In fact, very little has been published. A few studies were done in China at the start of the pandemic, and they have shown a substantial increase in depression and anxiety – almost certainly due, at least in part, to social isolation. It is difficult to get quick results in the mainstream scientific community.
But there has been research on how children recover from a long time out of school. A small study was conducted in Louisiana after repeated hurricanes when children were out of school for several months. The kids are resilient, but it took them a while to readjust to school and they approached standardization differently. Some kids wanted to talk a lot about the trauma, while others didn’t want to talk about it at all. We will have to prepare the parents, the school and the children for the readjustment phase.
What should parents watch out for to know if their tween (or tween) is having difficulty?
Once kids hit their teens, they’re much better at being specific about what’s bothering them. But one of the challenges of raising young children is that their “symptoms” are widespread. So, changes in sleep, mood or diet can be due to many different causes.
Try to do a “check-in” during dinner where each person reports on their mood. Do they feel cranky? Restless? Needlessly crazy? Sad? Worried about school? Worried about the virus?

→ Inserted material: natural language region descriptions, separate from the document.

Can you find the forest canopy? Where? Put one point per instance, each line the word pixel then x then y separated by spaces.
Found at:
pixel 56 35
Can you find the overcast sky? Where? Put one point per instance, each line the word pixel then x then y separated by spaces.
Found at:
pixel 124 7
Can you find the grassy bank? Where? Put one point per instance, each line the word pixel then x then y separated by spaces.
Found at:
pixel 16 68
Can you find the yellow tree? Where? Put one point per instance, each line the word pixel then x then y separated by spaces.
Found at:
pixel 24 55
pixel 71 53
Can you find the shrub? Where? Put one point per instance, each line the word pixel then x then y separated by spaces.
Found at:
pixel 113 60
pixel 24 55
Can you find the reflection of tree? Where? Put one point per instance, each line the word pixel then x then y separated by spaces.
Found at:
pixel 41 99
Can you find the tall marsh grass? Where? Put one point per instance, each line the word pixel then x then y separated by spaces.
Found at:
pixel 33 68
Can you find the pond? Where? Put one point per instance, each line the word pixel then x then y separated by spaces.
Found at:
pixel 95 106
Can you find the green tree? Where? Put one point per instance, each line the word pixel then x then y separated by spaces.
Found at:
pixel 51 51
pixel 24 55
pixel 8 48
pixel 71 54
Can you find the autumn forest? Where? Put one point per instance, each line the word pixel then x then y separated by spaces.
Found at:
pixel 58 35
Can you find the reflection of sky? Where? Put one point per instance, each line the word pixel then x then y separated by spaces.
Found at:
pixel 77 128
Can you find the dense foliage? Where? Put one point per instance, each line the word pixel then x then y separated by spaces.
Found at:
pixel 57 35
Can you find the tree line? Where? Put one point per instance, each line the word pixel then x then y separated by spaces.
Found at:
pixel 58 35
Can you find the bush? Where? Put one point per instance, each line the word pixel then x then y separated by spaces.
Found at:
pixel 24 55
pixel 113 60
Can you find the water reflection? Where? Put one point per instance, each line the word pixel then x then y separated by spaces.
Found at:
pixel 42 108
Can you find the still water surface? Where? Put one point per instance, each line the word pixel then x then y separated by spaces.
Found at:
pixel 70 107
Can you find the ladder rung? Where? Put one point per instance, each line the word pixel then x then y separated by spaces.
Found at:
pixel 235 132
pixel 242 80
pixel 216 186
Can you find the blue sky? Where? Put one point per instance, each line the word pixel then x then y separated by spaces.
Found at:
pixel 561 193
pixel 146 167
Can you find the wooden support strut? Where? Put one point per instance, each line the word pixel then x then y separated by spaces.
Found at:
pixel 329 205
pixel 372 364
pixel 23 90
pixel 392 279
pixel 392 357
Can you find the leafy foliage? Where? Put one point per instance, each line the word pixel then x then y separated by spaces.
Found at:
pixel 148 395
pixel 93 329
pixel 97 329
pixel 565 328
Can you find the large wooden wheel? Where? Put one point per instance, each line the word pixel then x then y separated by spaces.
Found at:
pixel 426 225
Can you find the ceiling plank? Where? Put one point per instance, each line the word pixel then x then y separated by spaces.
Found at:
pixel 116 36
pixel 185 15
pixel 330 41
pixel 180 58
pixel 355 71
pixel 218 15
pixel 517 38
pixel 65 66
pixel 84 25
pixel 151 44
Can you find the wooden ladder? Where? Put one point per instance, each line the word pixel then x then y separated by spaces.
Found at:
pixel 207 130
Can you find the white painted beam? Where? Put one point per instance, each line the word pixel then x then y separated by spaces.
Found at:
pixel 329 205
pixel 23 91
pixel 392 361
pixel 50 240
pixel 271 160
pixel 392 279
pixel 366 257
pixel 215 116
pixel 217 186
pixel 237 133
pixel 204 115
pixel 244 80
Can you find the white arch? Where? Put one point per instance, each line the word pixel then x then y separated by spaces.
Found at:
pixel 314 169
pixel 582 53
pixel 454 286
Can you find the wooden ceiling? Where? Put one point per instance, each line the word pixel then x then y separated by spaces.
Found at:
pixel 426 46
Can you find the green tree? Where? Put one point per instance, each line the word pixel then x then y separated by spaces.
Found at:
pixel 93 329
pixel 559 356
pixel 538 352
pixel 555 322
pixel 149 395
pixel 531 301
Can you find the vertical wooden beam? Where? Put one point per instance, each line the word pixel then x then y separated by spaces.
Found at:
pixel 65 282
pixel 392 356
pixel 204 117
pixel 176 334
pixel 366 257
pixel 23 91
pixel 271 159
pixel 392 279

If so, chat with them on their own, perhaps at bedtime, and ask them what they are thinking. A psychologist by the name of Ashleigh Warner once said, “Under every feeling there is a need.” If you notice that your child is feeling anxious – which is very common – help them feel better in the short term by giving them some facts. Like, “Most people who get this virus don’t get very sick.” And have a good time with them.
Help them in the long run by emphasizing how hard we are all working to get back to ‘normal’.
The key point? All our current efforts are not in vain. All of this will help us restart and make the transition to a much better 2021. Keep telling your kids!
The conversation has been edited and condensed.